Не сомневаюсь, что женщина его слышала. Она стремительно побледнела.
– Хорошо, – сказала таргарийка, – я соберу вещи. – И скрылась в глубинах квартиры.
Вскоре оттуда послышались голоса и детский плач. Один из милиционеров брезгливо поморщился и процедил:
– Целый выводок гаденышей.
Дядя Сева взял меня за плечо.
– Гляди, Георг, эта шваль стекается в наш чистый город со всей галактики. И что прикажешь делать честным людям, которые не хотят жить бок о бок с этой мразью? У них одна надежда – мы. Только власти могут сделать город чистым, пригодным для жизни.
Я кивнул. Сцена с незаконной мигранткой повлияла на меня угнетающе. С одной стороны мне хотелось «очистить» родной город, с другой стороны я испытывал острую жалость.
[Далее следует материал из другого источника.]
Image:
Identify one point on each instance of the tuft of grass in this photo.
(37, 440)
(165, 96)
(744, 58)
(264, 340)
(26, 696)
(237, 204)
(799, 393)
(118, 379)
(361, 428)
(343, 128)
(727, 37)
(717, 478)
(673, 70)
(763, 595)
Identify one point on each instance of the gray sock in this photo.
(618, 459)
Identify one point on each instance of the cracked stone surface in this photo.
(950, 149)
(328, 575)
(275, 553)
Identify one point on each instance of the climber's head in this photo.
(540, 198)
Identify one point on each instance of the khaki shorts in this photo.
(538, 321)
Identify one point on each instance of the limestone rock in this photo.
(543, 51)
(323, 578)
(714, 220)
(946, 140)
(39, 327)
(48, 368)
Словно прочитав мои мысли, дядя Сева заметил:
– Конечно, они производят впечатление. Они все такие жалкие, такие несчастные. Хнык, хнык, оставьте нас здесь жить. Только надо помнить. Оставишь одного, и сразу же приедут еще десять. А потом тот самый мигрант, которого ты вчера пожалел, где-нибудь на темной улице пырнет тебя ножом, чтобы забрать кошелек. Ведь жить им на что-то надо, а работать они не хотят. Не привыкли работать. Зато плодятся, как кролики, – дядя Сева сплюнул. – Тьфу, мерзость.
Таргарийка быстро завершила сборы. Из вещей у нее была только сумка на колесиках. На руках она держала ребенка. Двое других шли следом – девочка с большими глазами держалась за подол матери. Мальчик постарше смотрел на нас с ненавистью.
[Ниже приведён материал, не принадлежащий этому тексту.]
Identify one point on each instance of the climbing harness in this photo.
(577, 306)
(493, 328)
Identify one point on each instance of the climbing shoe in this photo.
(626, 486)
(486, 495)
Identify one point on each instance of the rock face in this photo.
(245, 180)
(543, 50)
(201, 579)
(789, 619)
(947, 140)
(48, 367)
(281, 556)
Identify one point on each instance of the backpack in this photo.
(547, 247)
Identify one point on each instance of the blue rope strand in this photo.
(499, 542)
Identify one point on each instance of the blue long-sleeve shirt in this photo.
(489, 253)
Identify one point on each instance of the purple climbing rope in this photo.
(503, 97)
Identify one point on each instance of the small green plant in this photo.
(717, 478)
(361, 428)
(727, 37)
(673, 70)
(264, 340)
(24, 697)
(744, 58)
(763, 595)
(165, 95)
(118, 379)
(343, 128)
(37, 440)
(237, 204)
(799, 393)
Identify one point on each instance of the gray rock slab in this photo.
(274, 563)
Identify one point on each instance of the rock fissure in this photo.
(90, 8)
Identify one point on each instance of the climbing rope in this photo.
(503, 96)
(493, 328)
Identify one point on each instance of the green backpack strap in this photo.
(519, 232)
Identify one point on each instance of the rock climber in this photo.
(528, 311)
– Видал волчонка, – шепнул мне дядя Сева, улучив момент. – Того и гляди, укусит.
Мы медленно спустились по винтовой лестнице. Женщину с детьми усадили в катер – за решетку, в специально отведенную камеру для задержанных. Я заглянул туда до вылета – в камере пахло мочой и потом. На душе было муторно, и я старался не оглядываться на решетку, за которой сидели незаконные мигранты. Мне хотелось поинтересоваться, что с ними будет дальше, но я предпочел промолчать.
– Где паренька высадить? – поинтересовался водитель.
– Высаживай возле гастронома, – распорядился участковый, торжественно достал металлический рубль и вручил мне: – На-ка, Георг. Заработал по-честному. Купи себе мороженого, газировки. И запомни, честно заработанные деньги куда больше радости приносят. – Утверждение спорное, но я поверил. – И вот еще что, – продолжил он, – называй меня дядей Севой. Разрешаю. Договорились? – Я кивнул. – Но… хоть мы с тобой теперь и друзья, не забывай отмечаться. А не то я рассержусь. А когда дядя Сева сердится, это всегда плохо кончается.